As outlined by the Commissioners themselves, consent had to be given by the majority of adult male Band members before the government could make any changes to the physical layout of the reserves [See Background narrative for details]. Because consent was not received, the Federal and Provincial governments agreed to pass two pieces of legislation to give themselves permission to ignore this requirement. The Federal government passed their law first in 1919, entitling it The Indian Affairs Settlement Act. The Province of British Columbia followed in 1920 with the Land Settlement Act. After passing these acts, the governments cut off over 36,000 acres of land from reserves all over British Columbia without consultation, consent, or compensation.

Organized opposition and umbrella organizations already active for many years prior to the Commission, such as the Indian Rights Association and the Interior Tribes of British Columbia, fought against the government in the struggle to protect Aboriginal Title and Rights. Resistance specific to the McKenna McBride Royal Commission emerged immediately following the creation of the Commission in 1913.

In 1916, the Allied Indian Tribes was formed out of a conference held by prominent First Nations activists, Andrew Paull and Peter Kelly. The goal of the Allied Tribes was to seek a resolution to land claims in British Columbia through negotiation with the Federal and Provincial governments. On behalf of the Aboriginal Peoples of British Columbia, the Allied Tribes lobbied relentlessly against the adoption of the cut-offs recommended in the Report of the Royal Commission. The Allied Tribes also produced a detailed rejection (Statement of the Allied Tribes) of the report.

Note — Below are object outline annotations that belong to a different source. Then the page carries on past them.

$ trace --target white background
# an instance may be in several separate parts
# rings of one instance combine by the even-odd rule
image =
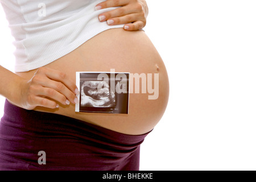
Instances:
[[[142,144],[141,169],[255,170],[256,2],[147,2],[144,30],[167,67],[170,96]],[[0,18],[1,64],[13,70],[2,9]]]

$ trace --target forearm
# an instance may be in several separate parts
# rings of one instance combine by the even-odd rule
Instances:
[[[24,79],[0,65],[0,94],[11,101],[17,100],[18,88]]]

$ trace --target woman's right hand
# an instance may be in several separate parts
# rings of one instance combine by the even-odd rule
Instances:
[[[40,68],[30,80],[23,80],[19,87],[18,106],[27,110],[36,106],[50,109],[59,107],[58,103],[69,105],[79,102],[79,90],[65,73],[47,68]]]

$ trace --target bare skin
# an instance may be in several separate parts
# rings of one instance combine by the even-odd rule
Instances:
[[[108,43],[108,48],[106,43]],[[76,113],[73,98],[69,105],[65,104],[64,99],[63,104],[58,102],[59,108],[37,106],[35,110],[64,115],[122,133],[138,135],[155,127],[167,106],[169,93],[167,71],[143,31],[126,32],[120,28],[106,31],[43,68],[46,71],[49,68],[65,73],[71,82],[75,82],[76,72],[110,72],[110,69],[115,69],[117,72],[159,73],[159,96],[157,100],[149,100],[148,94],[130,94],[129,114]],[[17,74],[27,80],[36,72]]]
[[[138,5],[142,1],[129,2]],[[114,6],[114,2],[127,3],[126,0],[108,0],[103,2],[106,5],[100,5],[105,8]],[[141,9],[143,6],[134,9],[135,14],[144,12],[142,15],[137,15],[137,21],[123,15],[133,14],[127,11],[133,3],[124,4],[122,7],[127,9],[119,13],[105,13],[106,19],[102,21],[112,18],[114,21],[113,24],[133,21],[126,30],[143,27],[146,16],[145,10]],[[0,76],[5,78],[1,82],[0,94],[13,104],[26,109],[64,115],[124,134],[139,135],[148,132],[160,121],[167,104],[167,73],[160,56],[145,33],[123,29],[105,31],[74,51],[38,69],[14,74],[0,67]],[[75,112],[75,104],[77,102],[75,72],[109,72],[110,69],[115,69],[117,72],[159,73],[158,98],[149,100],[148,94],[130,94],[129,114]]]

It consisted of nine reasons for refusal to accept, including:

  • the Commission's failure to deal with, or even recognize, Aboriginal Title and Rights
  • the Commissioners had failed to address the inequalities between tribes with respect to both area and value of previous reserve allotments
  • the Commissioners had failed to make adjustments to water rights

The recommendations of the Royal Commission were eventually adopted in 1924 without First Nations' consent and without adequate amendments addressing the concerns expressed by the Allied Tribes and other activists. The investigation of the Royal Commission and the advocacy of Indian rights pursued by the Allied Tribes and other political organizations and activists contributed to the long and successful history of political activism among First Nations in British Columbia.